Mitigations include exponential backoff, randomized jitter, and combining trees, all of which reduce contention at the cost of latency. More structurally, one can shard the contended state—replacing a single counter with k counters summed on read—trading write contention for read complexity. This works only when the operation permits decomposition; serial dependencies cannot be sharded away.

Optimistic concurrency excels when conflicts are rare and operations are short. It degrades when either assumption fails, and the failure mode is throughput collapse rather than correctness violation—a desirable property, but one that demands careful workload analysis before deployment.

Takeaway

Optimistic concurrency converts correctness problems into performance problems. Whether that trade is favorable depends entirely on your contention distribution, which is often less benign than designers assume.

When contention is high or operations are long, pessimistic locking becomes preferable: acquire exclusive access to a resource, perform the RMW, release. The challenge in distributed systems is that locks must themselves be highly available, fault-tolerant, and resistant to client failures—a process holding a lock might crash, partition, or simply pause for a long garbage collection cycle.

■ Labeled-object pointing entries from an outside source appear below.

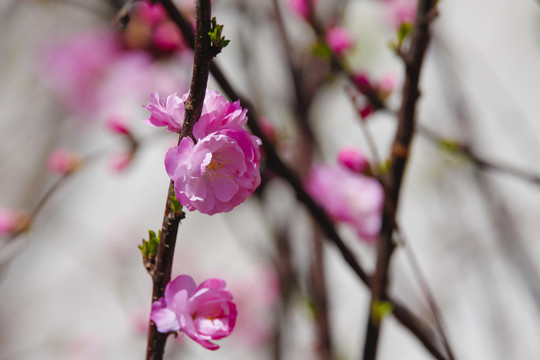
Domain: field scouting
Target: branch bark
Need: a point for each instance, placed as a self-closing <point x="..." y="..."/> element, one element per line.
<point x="401" y="145"/>
<point x="193" y="108"/>
<point x="406" y="317"/>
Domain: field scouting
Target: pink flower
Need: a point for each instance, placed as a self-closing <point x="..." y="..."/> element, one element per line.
<point x="216" y="113"/>
<point x="301" y="7"/>
<point x="349" y="197"/>
<point x="338" y="39"/>
<point x="353" y="159"/>
<point x="203" y="313"/>
<point x="166" y="112"/>
<point x="218" y="173"/>
<point x="63" y="161"/>
<point x="222" y="169"/>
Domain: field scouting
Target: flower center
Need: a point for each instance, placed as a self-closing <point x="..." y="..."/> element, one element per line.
<point x="213" y="170"/>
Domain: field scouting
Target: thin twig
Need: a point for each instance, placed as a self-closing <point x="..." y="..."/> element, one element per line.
<point x="193" y="108"/>
<point x="402" y="314"/>
<point x="399" y="156"/>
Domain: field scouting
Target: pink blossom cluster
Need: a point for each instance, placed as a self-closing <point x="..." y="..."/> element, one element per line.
<point x="338" y="40"/>
<point x="220" y="169"/>
<point x="96" y="76"/>
<point x="347" y="195"/>
<point x="151" y="29"/>
<point x="205" y="312"/>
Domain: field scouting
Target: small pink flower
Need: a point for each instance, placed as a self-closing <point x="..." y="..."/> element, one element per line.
<point x="203" y="313"/>
<point x="338" y="39"/>
<point x="12" y="221"/>
<point x="117" y="125"/>
<point x="63" y="161"/>
<point x="353" y="159"/>
<point x="166" y="112"/>
<point x="349" y="197"/>
<point x="218" y="173"/>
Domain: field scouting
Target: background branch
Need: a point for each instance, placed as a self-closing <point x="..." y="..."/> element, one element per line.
<point x="277" y="166"/>
<point x="413" y="59"/>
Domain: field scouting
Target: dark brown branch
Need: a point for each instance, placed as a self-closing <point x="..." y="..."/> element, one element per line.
<point x="399" y="156"/>
<point x="193" y="108"/>
<point x="407" y="318"/>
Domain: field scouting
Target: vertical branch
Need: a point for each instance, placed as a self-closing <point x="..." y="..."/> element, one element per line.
<point x="320" y="298"/>
<point x="415" y="325"/>
<point x="193" y="108"/>
<point x="413" y="59"/>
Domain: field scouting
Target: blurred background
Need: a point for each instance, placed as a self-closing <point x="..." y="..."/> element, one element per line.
<point x="74" y="287"/>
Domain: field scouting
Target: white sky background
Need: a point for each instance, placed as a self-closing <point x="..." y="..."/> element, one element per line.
<point x="75" y="283"/>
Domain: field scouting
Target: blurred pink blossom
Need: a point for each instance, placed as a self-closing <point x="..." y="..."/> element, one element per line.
<point x="255" y="296"/>
<point x="149" y="13"/>
<point x="63" y="161"/>
<point x="387" y="83"/>
<point x="8" y="221"/>
<point x="167" y="37"/>
<point x="86" y="347"/>
<point x="348" y="197"/>
<point x="301" y="7"/>
<point x="203" y="313"/>
<point x="353" y="159"/>
<point x="338" y="39"/>
<point x="95" y="76"/>
<point x="118" y="162"/>
<point x="400" y="11"/>
<point x="117" y="125"/>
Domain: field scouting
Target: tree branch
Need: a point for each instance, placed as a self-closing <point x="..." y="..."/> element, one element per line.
<point x="193" y="108"/>
<point x="407" y="318"/>
<point x="399" y="156"/>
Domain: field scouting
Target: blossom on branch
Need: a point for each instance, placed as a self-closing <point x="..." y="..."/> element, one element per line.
<point x="218" y="173"/>
<point x="349" y="197"/>
<point x="221" y="170"/>
<point x="203" y="313"/>
<point x="216" y="113"/>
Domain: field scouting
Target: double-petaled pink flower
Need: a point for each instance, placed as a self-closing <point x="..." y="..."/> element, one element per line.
<point x="349" y="197"/>
<point x="220" y="170"/>
<point x="205" y="312"/>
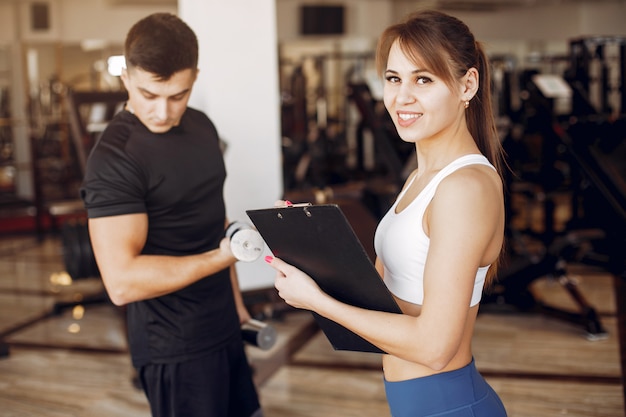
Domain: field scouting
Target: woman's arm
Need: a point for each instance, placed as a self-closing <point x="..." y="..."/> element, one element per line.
<point x="462" y="222"/>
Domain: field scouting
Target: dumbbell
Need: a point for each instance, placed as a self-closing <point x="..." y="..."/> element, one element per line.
<point x="245" y="242"/>
<point x="259" y="334"/>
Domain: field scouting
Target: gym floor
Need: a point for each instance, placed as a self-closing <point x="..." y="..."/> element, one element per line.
<point x="65" y="351"/>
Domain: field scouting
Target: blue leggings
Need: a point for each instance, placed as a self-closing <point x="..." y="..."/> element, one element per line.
<point x="459" y="393"/>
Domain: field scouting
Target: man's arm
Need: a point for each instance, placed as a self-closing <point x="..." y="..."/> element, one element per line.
<point x="130" y="276"/>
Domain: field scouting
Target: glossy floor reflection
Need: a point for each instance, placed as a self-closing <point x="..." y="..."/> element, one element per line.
<point x="66" y="361"/>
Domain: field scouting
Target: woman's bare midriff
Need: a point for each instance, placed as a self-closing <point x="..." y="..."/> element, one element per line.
<point x="397" y="369"/>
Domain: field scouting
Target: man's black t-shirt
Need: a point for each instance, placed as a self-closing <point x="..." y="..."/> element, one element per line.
<point x="177" y="179"/>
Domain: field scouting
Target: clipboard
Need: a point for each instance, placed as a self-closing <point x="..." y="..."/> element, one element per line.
<point x="319" y="240"/>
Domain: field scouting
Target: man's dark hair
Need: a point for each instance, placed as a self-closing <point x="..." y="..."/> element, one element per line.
<point x="162" y="44"/>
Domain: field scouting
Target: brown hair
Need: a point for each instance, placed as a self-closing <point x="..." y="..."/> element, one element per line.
<point x="447" y="47"/>
<point x="161" y="44"/>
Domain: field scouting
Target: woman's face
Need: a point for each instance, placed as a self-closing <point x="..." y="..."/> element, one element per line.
<point x="421" y="104"/>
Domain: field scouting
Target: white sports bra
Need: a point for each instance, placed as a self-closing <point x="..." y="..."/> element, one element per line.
<point x="402" y="245"/>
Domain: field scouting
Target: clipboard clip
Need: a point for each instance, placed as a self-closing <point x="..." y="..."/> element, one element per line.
<point x="304" y="206"/>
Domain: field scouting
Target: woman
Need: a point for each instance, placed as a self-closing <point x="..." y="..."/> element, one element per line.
<point x="439" y="244"/>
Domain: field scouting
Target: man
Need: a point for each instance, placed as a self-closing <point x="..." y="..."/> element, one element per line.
<point x="153" y="191"/>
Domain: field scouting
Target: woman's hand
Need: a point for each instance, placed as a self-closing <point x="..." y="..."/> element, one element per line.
<point x="294" y="286"/>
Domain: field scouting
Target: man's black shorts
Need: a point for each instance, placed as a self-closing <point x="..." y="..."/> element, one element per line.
<point x="217" y="385"/>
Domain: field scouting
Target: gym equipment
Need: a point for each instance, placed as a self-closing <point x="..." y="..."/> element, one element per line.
<point x="78" y="254"/>
<point x="259" y="334"/>
<point x="245" y="242"/>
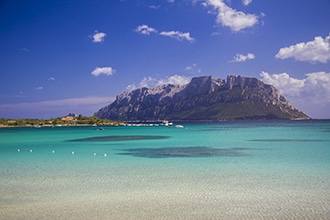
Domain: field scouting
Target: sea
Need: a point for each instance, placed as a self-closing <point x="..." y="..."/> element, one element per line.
<point x="223" y="170"/>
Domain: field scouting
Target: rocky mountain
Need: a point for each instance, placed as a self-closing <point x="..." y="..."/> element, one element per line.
<point x="204" y="98"/>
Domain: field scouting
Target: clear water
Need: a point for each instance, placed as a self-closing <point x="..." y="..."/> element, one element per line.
<point x="228" y="170"/>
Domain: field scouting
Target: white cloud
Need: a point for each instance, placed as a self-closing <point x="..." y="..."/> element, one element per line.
<point x="175" y="79"/>
<point x="154" y="6"/>
<point x="151" y="82"/>
<point x="55" y="108"/>
<point x="145" y="29"/>
<point x="98" y="37"/>
<point x="246" y="2"/>
<point x="314" y="51"/>
<point x="177" y="35"/>
<point x="108" y="71"/>
<point x="25" y="50"/>
<point x="311" y="94"/>
<point x="242" y="58"/>
<point x="193" y="68"/>
<point x="229" y="17"/>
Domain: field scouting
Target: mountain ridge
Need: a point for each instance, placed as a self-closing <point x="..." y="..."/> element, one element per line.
<point x="204" y="98"/>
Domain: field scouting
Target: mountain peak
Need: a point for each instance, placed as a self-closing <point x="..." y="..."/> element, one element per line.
<point x="204" y="98"/>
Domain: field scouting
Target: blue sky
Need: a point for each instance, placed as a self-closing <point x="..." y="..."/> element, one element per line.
<point x="75" y="56"/>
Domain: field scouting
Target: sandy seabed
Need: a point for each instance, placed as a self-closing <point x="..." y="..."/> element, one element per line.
<point x="177" y="201"/>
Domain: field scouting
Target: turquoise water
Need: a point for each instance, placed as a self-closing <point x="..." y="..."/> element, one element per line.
<point x="228" y="170"/>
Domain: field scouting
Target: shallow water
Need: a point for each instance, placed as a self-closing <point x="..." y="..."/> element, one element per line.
<point x="229" y="170"/>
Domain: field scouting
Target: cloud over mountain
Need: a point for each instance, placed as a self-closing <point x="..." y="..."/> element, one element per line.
<point x="108" y="71"/>
<point x="229" y="17"/>
<point x="178" y="35"/>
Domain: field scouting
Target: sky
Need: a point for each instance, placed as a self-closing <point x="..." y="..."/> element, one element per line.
<point x="63" y="56"/>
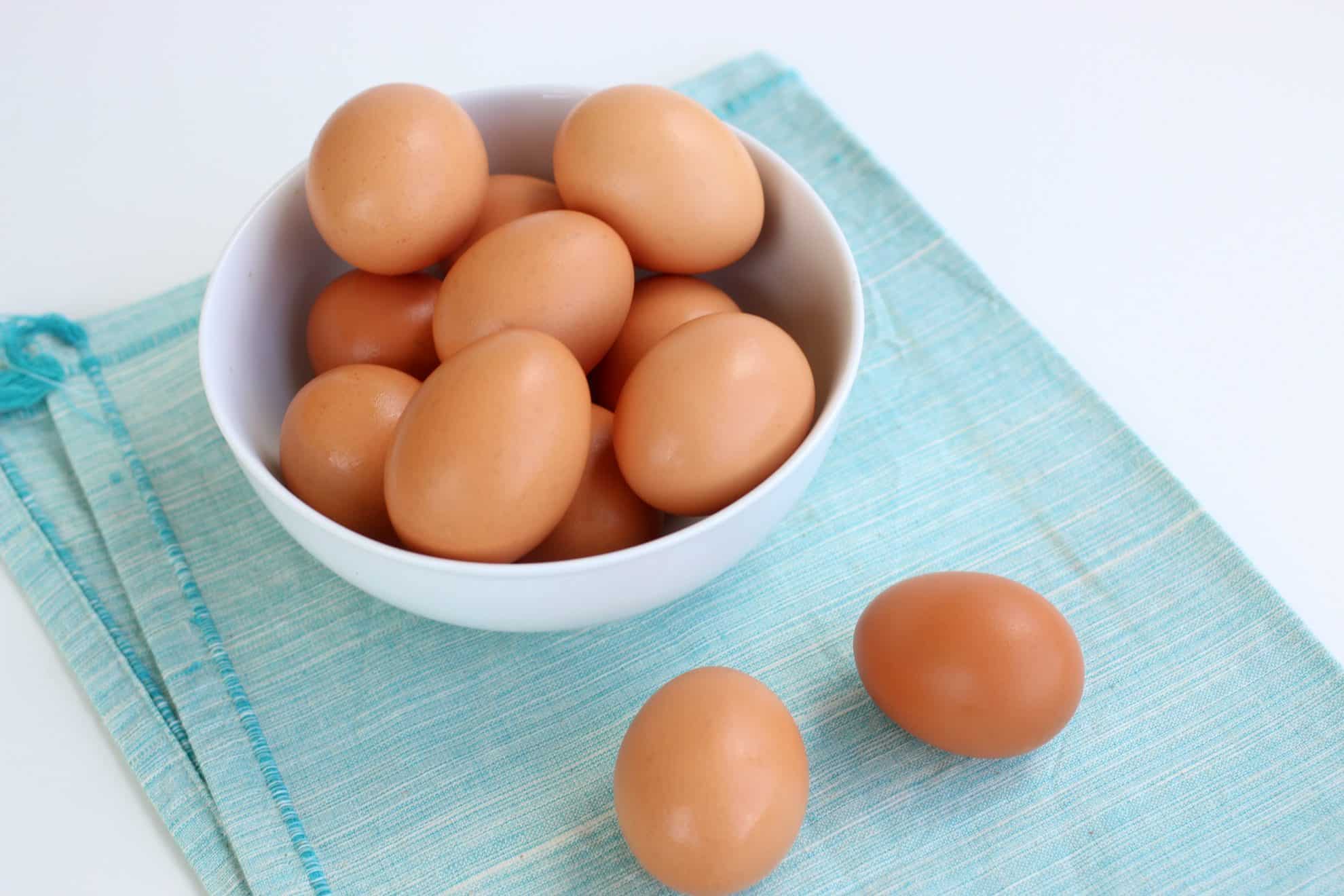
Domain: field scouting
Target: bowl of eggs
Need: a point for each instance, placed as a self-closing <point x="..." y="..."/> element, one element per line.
<point x="536" y="358"/>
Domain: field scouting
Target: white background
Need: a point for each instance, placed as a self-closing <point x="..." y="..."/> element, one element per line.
<point x="1157" y="186"/>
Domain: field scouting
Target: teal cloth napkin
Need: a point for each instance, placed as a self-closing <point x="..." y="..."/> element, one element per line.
<point x="300" y="736"/>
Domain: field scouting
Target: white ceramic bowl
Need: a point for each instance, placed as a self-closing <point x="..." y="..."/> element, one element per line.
<point x="800" y="276"/>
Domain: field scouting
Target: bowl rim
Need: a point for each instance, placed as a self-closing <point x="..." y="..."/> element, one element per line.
<point x="263" y="477"/>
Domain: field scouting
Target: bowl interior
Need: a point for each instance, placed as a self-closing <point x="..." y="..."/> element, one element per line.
<point x="799" y="274"/>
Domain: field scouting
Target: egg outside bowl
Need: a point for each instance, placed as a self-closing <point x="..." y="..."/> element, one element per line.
<point x="253" y="359"/>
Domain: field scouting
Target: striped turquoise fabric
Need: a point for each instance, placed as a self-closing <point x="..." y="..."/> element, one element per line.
<point x="334" y="745"/>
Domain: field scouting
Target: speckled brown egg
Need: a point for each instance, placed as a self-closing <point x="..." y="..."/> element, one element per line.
<point x="659" y="307"/>
<point x="489" y="453"/>
<point x="371" y="319"/>
<point x="971" y="662"/>
<point x="334" y="444"/>
<point x="558" y="272"/>
<point x="508" y="198"/>
<point x="605" y="515"/>
<point x="397" y="179"/>
<point x="711" y="782"/>
<point x="713" y="410"/>
<point x="673" y="181"/>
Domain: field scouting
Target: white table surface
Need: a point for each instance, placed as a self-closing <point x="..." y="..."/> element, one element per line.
<point x="1156" y="186"/>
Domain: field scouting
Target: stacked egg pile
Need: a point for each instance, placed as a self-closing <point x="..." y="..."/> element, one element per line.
<point x="537" y="402"/>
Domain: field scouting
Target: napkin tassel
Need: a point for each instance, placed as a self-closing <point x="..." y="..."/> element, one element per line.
<point x="31" y="377"/>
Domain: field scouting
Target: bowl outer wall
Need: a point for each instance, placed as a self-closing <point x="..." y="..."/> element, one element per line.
<point x="519" y="126"/>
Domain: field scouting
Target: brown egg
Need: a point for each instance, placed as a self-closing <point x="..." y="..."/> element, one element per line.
<point x="659" y="307"/>
<point x="489" y="453"/>
<point x="969" y="662"/>
<point x="673" y="181"/>
<point x="711" y="411"/>
<point x="605" y="515"/>
<point x="335" y="438"/>
<point x="370" y="319"/>
<point x="397" y="178"/>
<point x="558" y="272"/>
<point x="508" y="198"/>
<point x="711" y="782"/>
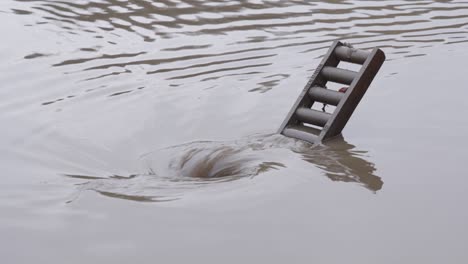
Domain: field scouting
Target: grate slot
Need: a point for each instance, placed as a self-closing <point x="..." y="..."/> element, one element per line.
<point x="339" y="75"/>
<point x="351" y="55"/>
<point x="325" y="95"/>
<point x="312" y="116"/>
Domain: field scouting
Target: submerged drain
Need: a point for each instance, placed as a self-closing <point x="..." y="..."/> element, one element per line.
<point x="315" y="126"/>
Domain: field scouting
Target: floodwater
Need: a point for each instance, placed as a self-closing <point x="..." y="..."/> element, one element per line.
<point x="144" y="132"/>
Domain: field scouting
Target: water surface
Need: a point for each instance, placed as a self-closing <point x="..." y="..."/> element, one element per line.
<point x="144" y="131"/>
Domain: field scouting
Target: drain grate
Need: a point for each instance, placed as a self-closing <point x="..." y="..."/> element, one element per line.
<point x="314" y="126"/>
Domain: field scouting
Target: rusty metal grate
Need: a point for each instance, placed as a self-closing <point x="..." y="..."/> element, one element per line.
<point x="315" y="126"/>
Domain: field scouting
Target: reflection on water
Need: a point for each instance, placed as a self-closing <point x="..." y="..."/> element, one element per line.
<point x="246" y="42"/>
<point x="170" y="173"/>
<point x="187" y="60"/>
<point x="340" y="161"/>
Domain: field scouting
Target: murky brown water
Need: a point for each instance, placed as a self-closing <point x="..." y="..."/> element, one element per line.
<point x="143" y="132"/>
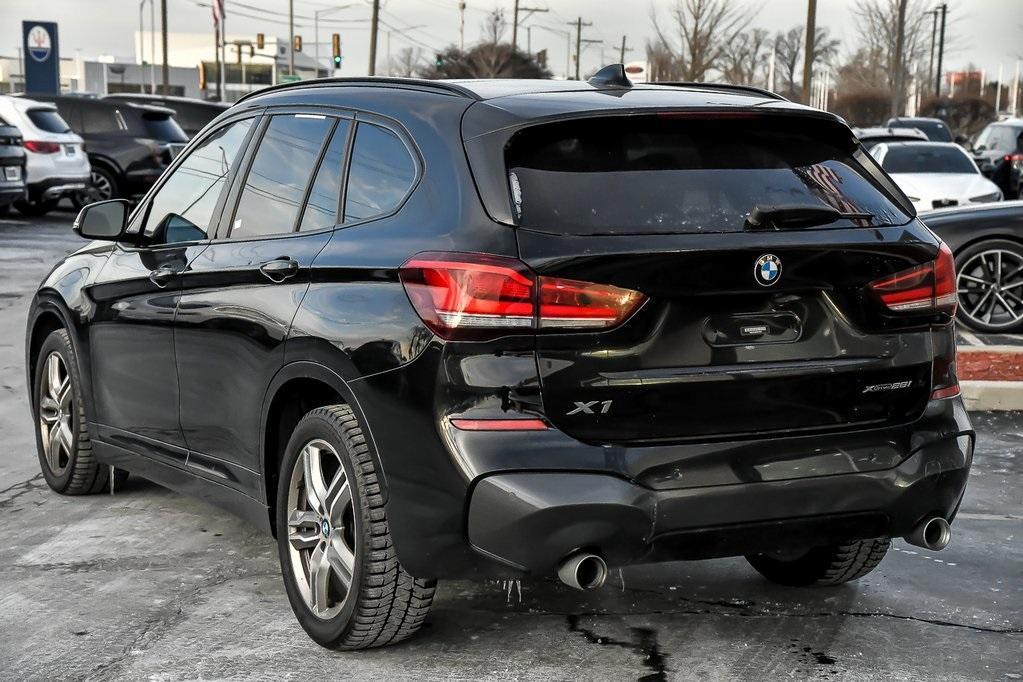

Production systems address this through lease-based locks: a lock is held for a bounded duration, after which it expires automatically. ZooKeeper, etcd, and Chubby implement this via consensus protocols (Zab, Raft, Paxos respectively), providing linearizable lock acquisition with strong safety guarantees. The lock manager itself is a replicated state machine, and lock state is committed through the consensus log.

Antirez's Redlock algorithm proposed using Redis—a non-consensus system—as a distributed lock by requiring acquisition on a majority of independent Redis instances. Martin Kleppmann's critique argued that Redlock is unsafe under realistic timing assumptions: a process can be paused after acquiring the lock and resume after the lease has expired and been reissued, causing two clients to believe they hold the lock simultaneously. Antirez countered that fencing tokens—monotonically increasing identifiers checked at the resource—provide the necessary safety net, and that consensus-based locks face the same fundamental issue.

The deeper insight from this exchange is that no lease-based distributed lock can provide mutual exclusion in the face of unbounded process pauses without cooperation from the protected resource. Safety requires either (a) the resource itself enforces token-based admission, rejecting writes from holders of stale leases, or (b) the system abandons asynchrony assumptions—an option unavailable to most practical deployments.

Distributed locks are thus not a complete solution but a coordination primitive. Their correctness depends on fencing at the storage layer, bounded clock drift, and a clear-eyed understanding that the lock manager's liveness and the protected operation's safety are separable concerns.

Takeaway

A distributed lock alone does not provide mutual exclusion—it provides a likely hint of mutual exclusion. True safety requires the protected resource to participate via fencing tokens or equivalent mechanisms.

The read-modify-write problem is a microcosm of distributed systems design: a simple operation rendered profound by concurrency, failure, and asynchrony. The lost update anomaly defines what we must prevent; CAS and distributed locks represent two philosophies for preventing it; and neither is universally superior.

Optimistic methods win on uncontended throughput and degrade gracefully into retry storms under load. Pessimistic methods provide predictable behavior under contention but introduce coordination overhead, single points of contention, and subtle safety dependencies on fencing and clock assumptions. The competent architect chooses based on measured contention, operation duration, and tolerance for tail latency.

The enduring principle is that correctness under concurrency is never accidental. It is constructed deliberately, from primitives whose semantics are understood precisely, deployed in contexts whose assumptions are validated continuously. Everything else is a lost update waiting to happen.